4. Combine the Groups
Once all the groups have only one item, combine them back together in order. For our
example:
1. [1] + [2] + [3] becomes [1, 2, 3]
2. [6] + [7] + [8] + [9] becomes [6, 7, 8, 9]
Finally, combine everything:
[1, 2, 3] + [5] + [6, 7, 8, 9] = [1, 2, 3, 5, 6, 7, 8, 9]
Analogy
Imagine you are arranging books by height. You pick one book (the pivot) and place shorter
books on the left and taller books on the right. Then, you repeat the process for each
smaller pile until every pile has just one book. Finally, stack the books together, and they’re
in order!
(b) Merge Sort
Merge Sort is like solving the problem of sorting by “divide and conquer.” Instead of
organizing everything at once, you repeatedly split the messy pile into smaller, manageable
parts, sort those parts, and then merge them back together into one neat pile.

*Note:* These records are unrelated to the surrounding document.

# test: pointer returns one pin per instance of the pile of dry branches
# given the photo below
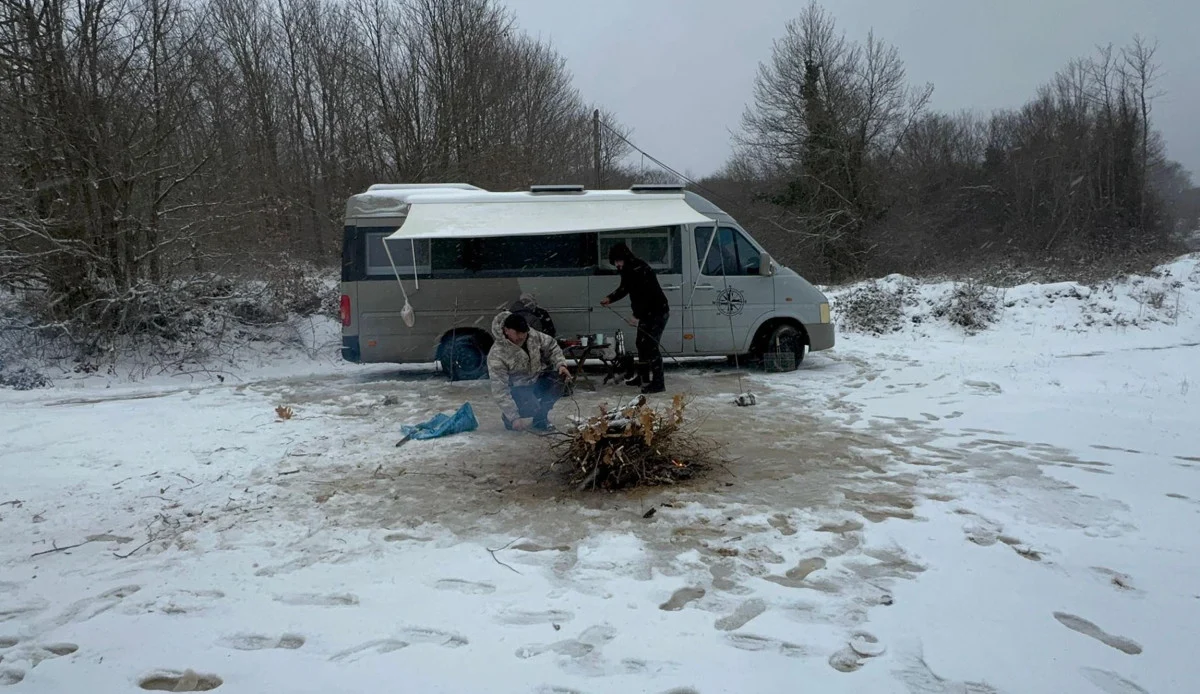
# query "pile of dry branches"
(635, 446)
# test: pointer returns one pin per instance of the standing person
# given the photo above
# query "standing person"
(527, 370)
(651, 312)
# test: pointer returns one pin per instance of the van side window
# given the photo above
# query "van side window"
(651, 245)
(731, 252)
(401, 252)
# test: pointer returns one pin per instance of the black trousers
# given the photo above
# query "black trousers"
(537, 400)
(649, 334)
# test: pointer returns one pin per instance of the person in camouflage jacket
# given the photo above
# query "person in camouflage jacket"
(527, 370)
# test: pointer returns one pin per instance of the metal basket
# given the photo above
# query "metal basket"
(779, 360)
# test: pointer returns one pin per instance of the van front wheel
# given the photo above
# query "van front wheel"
(463, 358)
(784, 348)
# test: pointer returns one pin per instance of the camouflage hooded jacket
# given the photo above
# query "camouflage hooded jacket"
(509, 365)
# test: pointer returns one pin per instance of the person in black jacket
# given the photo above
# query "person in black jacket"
(651, 312)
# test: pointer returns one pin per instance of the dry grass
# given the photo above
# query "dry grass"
(635, 446)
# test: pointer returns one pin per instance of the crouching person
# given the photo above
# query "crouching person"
(528, 372)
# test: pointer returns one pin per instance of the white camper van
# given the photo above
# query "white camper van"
(457, 255)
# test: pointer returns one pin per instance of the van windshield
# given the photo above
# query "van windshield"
(731, 252)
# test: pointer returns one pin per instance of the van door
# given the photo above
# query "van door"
(663, 249)
(729, 295)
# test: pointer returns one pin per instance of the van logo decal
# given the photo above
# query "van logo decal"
(731, 301)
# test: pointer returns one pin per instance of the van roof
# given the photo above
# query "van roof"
(442, 213)
(396, 199)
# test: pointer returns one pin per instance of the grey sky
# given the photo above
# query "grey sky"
(681, 72)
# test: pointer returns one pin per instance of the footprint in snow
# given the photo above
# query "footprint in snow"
(177, 681)
(759, 644)
(405, 639)
(1090, 629)
(742, 615)
(466, 587)
(681, 598)
(315, 599)
(1110, 682)
(853, 654)
(522, 617)
(592, 639)
(261, 641)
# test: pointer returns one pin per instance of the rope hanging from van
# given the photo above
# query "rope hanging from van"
(406, 313)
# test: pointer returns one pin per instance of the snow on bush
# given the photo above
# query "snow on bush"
(23, 378)
(969, 305)
(204, 322)
(898, 303)
(875, 307)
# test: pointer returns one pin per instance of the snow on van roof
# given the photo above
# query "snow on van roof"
(473, 214)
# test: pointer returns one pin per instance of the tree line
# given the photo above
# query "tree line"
(144, 143)
(845, 168)
(147, 141)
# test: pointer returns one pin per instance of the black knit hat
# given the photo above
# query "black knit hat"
(516, 322)
(619, 252)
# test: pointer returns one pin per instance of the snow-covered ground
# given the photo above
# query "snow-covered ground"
(925, 510)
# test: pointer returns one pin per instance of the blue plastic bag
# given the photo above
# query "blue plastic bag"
(441, 425)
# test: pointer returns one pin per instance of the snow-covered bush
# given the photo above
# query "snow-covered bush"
(23, 378)
(875, 307)
(970, 305)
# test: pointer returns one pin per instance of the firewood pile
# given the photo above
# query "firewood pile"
(634, 446)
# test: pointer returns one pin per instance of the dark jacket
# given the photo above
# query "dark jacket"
(646, 295)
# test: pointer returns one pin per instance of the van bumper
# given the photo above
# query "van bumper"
(351, 351)
(820, 336)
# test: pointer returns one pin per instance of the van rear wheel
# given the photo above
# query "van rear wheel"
(463, 358)
(784, 348)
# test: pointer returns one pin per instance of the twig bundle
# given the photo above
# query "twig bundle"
(635, 446)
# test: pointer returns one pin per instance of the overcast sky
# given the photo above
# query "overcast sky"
(681, 72)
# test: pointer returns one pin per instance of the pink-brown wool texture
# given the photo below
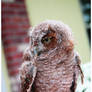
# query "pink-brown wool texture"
(50, 62)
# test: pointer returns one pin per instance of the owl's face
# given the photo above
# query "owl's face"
(51, 37)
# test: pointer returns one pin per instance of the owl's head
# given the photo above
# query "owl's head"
(51, 37)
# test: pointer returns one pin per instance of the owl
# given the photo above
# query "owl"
(50, 63)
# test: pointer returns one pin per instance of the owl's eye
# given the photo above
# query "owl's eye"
(47, 40)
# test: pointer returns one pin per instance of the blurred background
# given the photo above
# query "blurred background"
(19, 15)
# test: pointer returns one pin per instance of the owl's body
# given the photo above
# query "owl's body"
(50, 62)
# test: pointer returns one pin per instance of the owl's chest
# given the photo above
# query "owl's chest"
(52, 79)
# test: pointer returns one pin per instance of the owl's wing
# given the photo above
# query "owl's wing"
(28, 72)
(78, 62)
(77, 71)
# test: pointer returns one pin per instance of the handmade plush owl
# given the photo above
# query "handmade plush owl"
(50, 62)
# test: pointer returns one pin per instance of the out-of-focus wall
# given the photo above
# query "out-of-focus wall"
(67, 11)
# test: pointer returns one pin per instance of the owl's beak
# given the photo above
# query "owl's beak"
(36, 52)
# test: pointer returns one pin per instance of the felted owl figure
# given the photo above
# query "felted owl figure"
(50, 63)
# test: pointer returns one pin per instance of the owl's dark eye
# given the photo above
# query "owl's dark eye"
(46, 40)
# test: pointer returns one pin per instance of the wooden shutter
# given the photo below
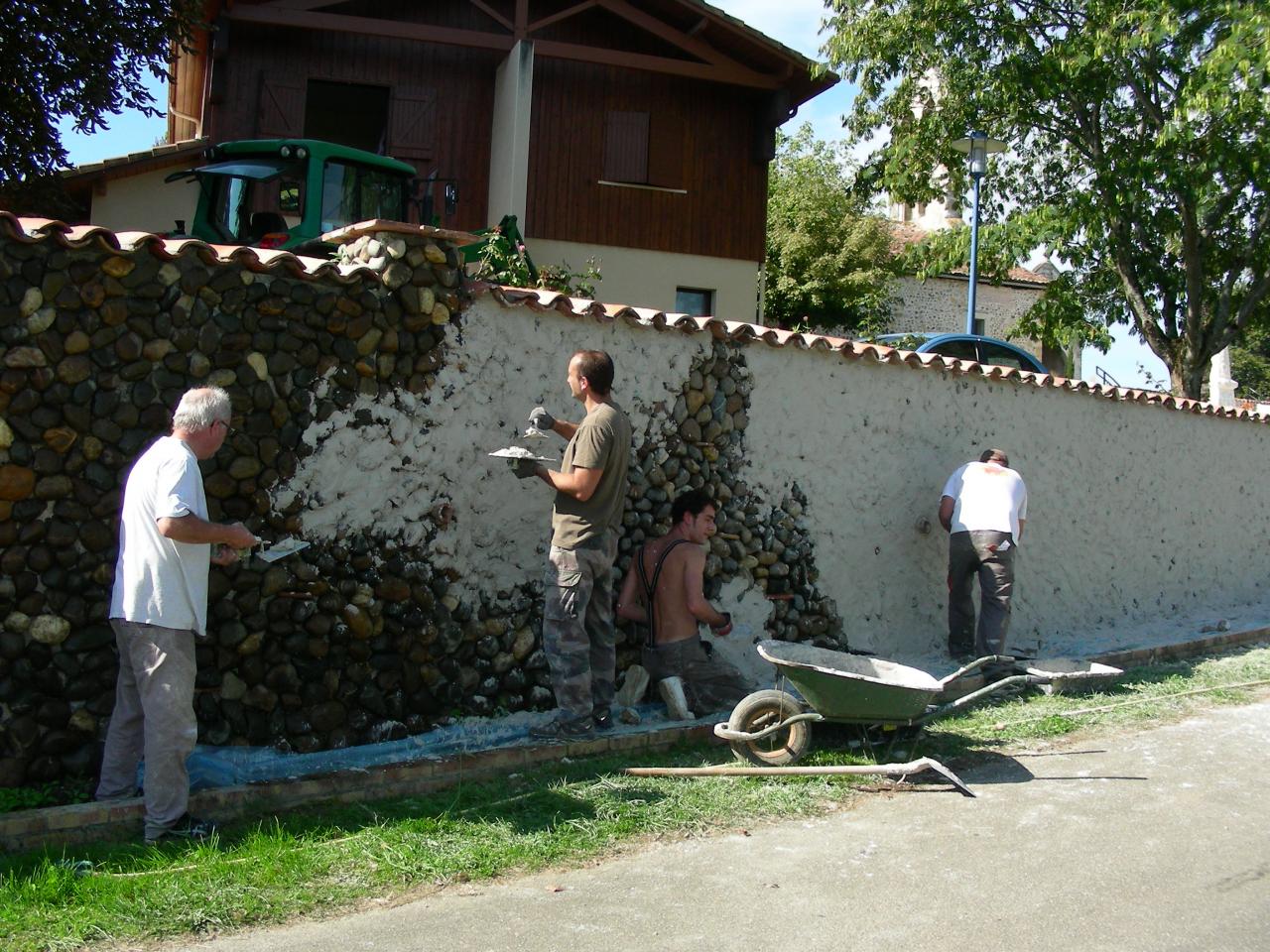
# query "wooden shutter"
(282, 109)
(412, 123)
(666, 150)
(626, 148)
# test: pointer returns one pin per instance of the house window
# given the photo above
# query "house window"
(698, 302)
(348, 113)
(644, 149)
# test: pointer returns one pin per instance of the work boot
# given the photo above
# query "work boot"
(557, 730)
(187, 828)
(676, 703)
(634, 687)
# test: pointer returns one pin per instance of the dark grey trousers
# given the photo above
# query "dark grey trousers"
(973, 553)
(708, 683)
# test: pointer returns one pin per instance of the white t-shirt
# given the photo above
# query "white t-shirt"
(988, 498)
(159, 580)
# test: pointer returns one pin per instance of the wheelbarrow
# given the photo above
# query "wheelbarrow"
(774, 728)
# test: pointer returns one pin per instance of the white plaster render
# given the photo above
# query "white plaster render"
(499, 367)
(649, 278)
(145, 203)
(1129, 530)
(1128, 522)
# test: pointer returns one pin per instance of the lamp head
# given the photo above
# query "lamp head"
(976, 146)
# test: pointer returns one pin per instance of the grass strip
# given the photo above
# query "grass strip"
(326, 858)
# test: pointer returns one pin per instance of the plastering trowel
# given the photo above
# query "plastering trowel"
(282, 548)
(518, 453)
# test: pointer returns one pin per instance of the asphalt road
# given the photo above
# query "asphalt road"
(1152, 841)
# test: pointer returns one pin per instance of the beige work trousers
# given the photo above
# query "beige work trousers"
(153, 719)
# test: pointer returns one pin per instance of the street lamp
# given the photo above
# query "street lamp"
(976, 146)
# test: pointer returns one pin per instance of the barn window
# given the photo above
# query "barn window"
(348, 113)
(644, 149)
(697, 302)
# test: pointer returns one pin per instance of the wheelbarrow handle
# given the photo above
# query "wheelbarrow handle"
(966, 699)
(975, 664)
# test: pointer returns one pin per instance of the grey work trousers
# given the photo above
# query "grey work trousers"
(153, 717)
(578, 630)
(708, 683)
(973, 553)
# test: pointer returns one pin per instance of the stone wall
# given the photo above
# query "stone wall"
(367, 402)
(361, 408)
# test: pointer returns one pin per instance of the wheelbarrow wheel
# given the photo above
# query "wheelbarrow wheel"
(760, 711)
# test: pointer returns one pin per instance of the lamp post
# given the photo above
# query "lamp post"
(976, 146)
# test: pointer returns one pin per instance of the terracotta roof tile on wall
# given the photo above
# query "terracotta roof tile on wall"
(257, 259)
(32, 230)
(848, 349)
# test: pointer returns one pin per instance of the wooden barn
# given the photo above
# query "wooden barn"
(634, 131)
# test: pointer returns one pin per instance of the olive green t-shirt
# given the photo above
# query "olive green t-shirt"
(602, 442)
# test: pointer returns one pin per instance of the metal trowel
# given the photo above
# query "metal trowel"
(282, 548)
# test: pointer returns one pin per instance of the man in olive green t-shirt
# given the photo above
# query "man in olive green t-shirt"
(578, 587)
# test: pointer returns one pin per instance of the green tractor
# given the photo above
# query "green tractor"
(287, 193)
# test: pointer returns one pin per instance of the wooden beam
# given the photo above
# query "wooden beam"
(299, 4)
(661, 28)
(562, 16)
(370, 27)
(493, 14)
(654, 63)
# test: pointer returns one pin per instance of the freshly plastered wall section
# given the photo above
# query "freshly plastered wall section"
(1135, 512)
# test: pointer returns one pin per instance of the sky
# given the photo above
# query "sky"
(797, 24)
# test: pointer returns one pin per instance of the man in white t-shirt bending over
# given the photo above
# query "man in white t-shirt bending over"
(158, 607)
(983, 508)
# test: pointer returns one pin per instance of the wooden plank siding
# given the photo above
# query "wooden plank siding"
(724, 211)
(460, 82)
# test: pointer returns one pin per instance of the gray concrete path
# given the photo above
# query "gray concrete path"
(1153, 841)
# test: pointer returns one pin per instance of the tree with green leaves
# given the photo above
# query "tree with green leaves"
(79, 60)
(829, 266)
(1139, 136)
(1250, 365)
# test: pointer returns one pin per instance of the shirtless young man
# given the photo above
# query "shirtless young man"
(663, 589)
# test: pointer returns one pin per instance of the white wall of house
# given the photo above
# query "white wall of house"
(649, 278)
(145, 203)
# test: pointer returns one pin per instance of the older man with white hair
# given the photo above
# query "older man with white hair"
(159, 606)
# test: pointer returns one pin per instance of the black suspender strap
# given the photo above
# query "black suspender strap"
(651, 588)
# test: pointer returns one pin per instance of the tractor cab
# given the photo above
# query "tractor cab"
(287, 193)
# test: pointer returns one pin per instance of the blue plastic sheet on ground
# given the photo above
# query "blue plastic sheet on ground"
(212, 767)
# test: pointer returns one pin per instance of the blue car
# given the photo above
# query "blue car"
(965, 347)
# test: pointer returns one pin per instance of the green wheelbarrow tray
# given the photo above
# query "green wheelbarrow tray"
(852, 688)
(861, 689)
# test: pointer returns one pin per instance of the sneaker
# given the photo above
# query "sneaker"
(558, 730)
(676, 703)
(187, 828)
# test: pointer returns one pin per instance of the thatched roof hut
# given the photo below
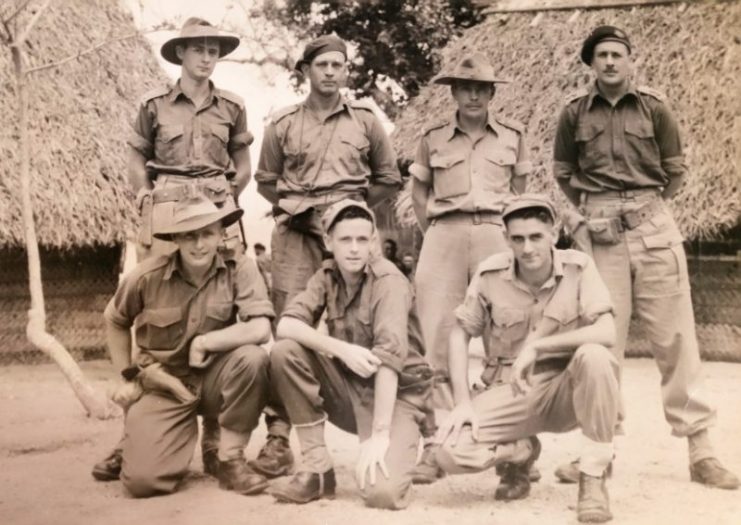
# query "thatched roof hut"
(691, 52)
(80, 115)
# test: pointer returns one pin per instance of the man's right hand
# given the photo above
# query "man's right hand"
(462, 414)
(359, 359)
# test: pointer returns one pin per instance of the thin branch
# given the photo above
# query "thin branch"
(81, 54)
(17, 12)
(22, 39)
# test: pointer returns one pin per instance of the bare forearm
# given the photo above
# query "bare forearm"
(601, 332)
(253, 332)
(119, 346)
(458, 364)
(386, 386)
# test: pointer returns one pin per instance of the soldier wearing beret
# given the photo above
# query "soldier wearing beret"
(465, 170)
(552, 322)
(367, 376)
(320, 151)
(191, 135)
(618, 157)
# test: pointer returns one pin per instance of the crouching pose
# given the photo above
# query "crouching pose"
(552, 319)
(198, 319)
(367, 376)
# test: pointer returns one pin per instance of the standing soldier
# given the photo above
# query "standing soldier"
(190, 137)
(465, 170)
(315, 153)
(618, 155)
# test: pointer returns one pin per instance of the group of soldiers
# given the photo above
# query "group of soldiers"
(392, 363)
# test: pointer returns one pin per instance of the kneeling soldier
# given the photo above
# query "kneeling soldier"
(552, 320)
(367, 376)
(199, 320)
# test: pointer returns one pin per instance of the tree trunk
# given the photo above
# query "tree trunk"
(94, 403)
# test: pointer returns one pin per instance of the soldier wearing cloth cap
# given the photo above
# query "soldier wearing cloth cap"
(188, 137)
(199, 320)
(618, 155)
(367, 376)
(465, 170)
(315, 153)
(551, 317)
(191, 133)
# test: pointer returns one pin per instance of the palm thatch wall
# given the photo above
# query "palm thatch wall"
(80, 115)
(691, 53)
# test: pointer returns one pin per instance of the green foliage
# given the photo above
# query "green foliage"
(398, 39)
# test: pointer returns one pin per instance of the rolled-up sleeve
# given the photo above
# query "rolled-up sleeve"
(382, 158)
(391, 301)
(239, 136)
(127, 303)
(309, 305)
(270, 164)
(141, 137)
(565, 149)
(594, 298)
(250, 294)
(473, 314)
(420, 168)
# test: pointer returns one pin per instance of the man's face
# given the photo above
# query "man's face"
(611, 63)
(472, 97)
(327, 73)
(198, 248)
(531, 240)
(350, 242)
(199, 57)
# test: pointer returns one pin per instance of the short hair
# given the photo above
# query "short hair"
(542, 214)
(351, 212)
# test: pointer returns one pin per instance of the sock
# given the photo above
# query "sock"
(700, 446)
(595, 457)
(313, 448)
(231, 444)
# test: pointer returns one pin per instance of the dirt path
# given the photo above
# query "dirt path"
(47, 448)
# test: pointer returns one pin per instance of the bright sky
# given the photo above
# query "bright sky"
(264, 89)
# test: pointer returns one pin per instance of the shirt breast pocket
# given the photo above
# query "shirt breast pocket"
(498, 170)
(353, 154)
(450, 177)
(160, 328)
(509, 328)
(169, 144)
(218, 315)
(641, 143)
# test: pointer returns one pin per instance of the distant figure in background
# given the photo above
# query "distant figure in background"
(408, 266)
(390, 252)
(263, 264)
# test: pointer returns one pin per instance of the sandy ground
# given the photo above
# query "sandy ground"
(47, 447)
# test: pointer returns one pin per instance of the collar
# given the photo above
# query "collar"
(174, 265)
(595, 92)
(177, 91)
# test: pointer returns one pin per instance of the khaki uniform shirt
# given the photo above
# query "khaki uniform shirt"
(178, 138)
(470, 176)
(633, 145)
(343, 154)
(168, 311)
(379, 316)
(574, 296)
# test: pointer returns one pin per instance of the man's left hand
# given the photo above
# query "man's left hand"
(372, 454)
(522, 369)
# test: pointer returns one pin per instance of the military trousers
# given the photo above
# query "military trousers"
(452, 249)
(646, 272)
(160, 432)
(584, 394)
(315, 388)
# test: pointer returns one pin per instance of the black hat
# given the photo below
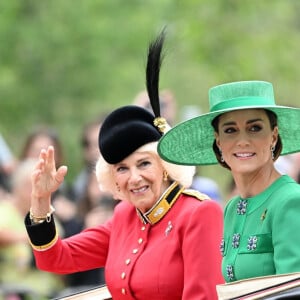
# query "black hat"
(125, 130)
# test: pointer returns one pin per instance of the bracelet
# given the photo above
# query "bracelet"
(41, 219)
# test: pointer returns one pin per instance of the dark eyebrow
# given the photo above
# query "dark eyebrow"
(248, 122)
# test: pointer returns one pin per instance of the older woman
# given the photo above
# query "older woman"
(245, 131)
(163, 239)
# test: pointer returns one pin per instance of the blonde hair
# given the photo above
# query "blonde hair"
(183, 174)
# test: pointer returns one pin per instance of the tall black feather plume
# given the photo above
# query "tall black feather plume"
(152, 72)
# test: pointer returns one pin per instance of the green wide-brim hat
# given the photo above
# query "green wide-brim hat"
(191, 142)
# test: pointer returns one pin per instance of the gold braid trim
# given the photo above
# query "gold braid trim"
(46, 246)
(161, 124)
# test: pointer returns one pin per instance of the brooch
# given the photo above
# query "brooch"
(169, 228)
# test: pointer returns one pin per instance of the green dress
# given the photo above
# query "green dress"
(262, 233)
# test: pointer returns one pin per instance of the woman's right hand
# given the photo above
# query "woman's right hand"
(45, 180)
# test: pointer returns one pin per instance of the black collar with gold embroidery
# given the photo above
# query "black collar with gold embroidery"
(162, 206)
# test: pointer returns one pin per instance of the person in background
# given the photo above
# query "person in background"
(18, 273)
(245, 132)
(94, 208)
(8, 163)
(66, 210)
(90, 152)
(163, 239)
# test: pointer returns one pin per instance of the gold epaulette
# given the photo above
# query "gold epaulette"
(194, 193)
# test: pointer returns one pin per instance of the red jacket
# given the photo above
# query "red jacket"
(178, 257)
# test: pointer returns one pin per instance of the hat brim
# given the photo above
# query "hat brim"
(191, 142)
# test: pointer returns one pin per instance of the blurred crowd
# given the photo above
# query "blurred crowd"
(78, 205)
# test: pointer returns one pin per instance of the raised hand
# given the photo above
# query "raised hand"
(45, 178)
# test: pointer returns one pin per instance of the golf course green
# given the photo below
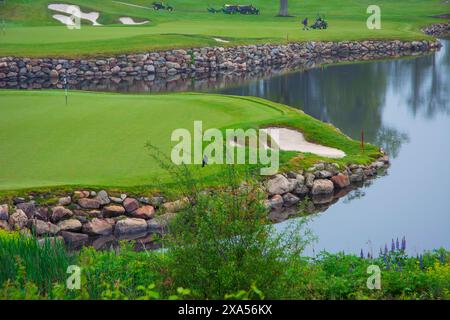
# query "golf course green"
(99, 139)
(30, 29)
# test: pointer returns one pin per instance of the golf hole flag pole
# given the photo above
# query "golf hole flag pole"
(65, 86)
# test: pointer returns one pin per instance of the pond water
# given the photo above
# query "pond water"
(402, 105)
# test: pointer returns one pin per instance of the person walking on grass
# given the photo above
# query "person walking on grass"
(305, 24)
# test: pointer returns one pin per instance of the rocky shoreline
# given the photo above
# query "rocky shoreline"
(101, 219)
(437, 29)
(198, 62)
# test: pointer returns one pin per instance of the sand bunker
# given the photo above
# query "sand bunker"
(130, 21)
(221, 40)
(133, 5)
(73, 11)
(292, 140)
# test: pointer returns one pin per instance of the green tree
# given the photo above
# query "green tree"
(283, 8)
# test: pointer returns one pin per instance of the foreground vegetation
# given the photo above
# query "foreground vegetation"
(98, 139)
(221, 247)
(31, 30)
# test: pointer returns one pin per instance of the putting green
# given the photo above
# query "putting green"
(31, 30)
(99, 139)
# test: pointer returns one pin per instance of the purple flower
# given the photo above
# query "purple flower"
(403, 243)
(442, 258)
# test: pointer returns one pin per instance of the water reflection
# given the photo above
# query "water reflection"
(353, 96)
(403, 105)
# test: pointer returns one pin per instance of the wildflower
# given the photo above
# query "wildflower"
(442, 258)
(403, 243)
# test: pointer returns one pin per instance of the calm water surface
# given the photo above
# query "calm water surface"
(402, 105)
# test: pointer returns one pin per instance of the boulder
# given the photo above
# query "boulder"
(129, 226)
(40, 227)
(42, 213)
(301, 190)
(18, 220)
(309, 179)
(290, 200)
(322, 186)
(144, 212)
(97, 227)
(276, 202)
(357, 176)
(130, 204)
(300, 180)
(28, 208)
(65, 201)
(116, 200)
(103, 198)
(323, 174)
(175, 205)
(51, 241)
(378, 165)
(4, 212)
(60, 213)
(74, 240)
(113, 211)
(70, 225)
(81, 194)
(161, 222)
(280, 185)
(87, 203)
(341, 180)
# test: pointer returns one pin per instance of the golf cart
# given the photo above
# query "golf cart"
(160, 6)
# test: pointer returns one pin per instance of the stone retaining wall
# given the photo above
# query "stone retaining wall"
(98, 218)
(199, 61)
(437, 29)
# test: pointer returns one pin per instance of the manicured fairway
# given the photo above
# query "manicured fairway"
(31, 31)
(99, 139)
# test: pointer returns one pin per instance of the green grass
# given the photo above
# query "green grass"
(24, 257)
(31, 31)
(98, 139)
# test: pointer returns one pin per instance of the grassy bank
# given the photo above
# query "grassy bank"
(219, 246)
(31, 30)
(98, 139)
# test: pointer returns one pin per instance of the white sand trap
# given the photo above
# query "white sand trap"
(292, 140)
(64, 19)
(75, 11)
(133, 5)
(130, 21)
(221, 40)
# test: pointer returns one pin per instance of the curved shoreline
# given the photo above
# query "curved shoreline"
(198, 62)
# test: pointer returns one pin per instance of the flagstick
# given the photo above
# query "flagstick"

1. Divide the List into Halves
Imagine you’re trying to organize a messy pile of cards. Instead of sorting the entire pile at
once, you split it into two smaller piles.
Take this list:
[8, 3, 5, 1, 9, 6, 2, 7]
Split it into two halves:
• Left half: [8, 3, 5, 1]
• Right half: [9, 6, 2, 7]
2. Keep Splitting Until Each Pile Has One Item
Now, split each of these halves again, and keep splitting until each pile has just one number:
• [8, 3, 5, 1] → [8, 3] and [5, 1] → [8], [3], [5], [1]
• [9, 6, 2, 7] → [9, 6] and [2, 7] → [9], [6], [2], [7]
At this stage, you have a bunch of tiny piles, each with only one number.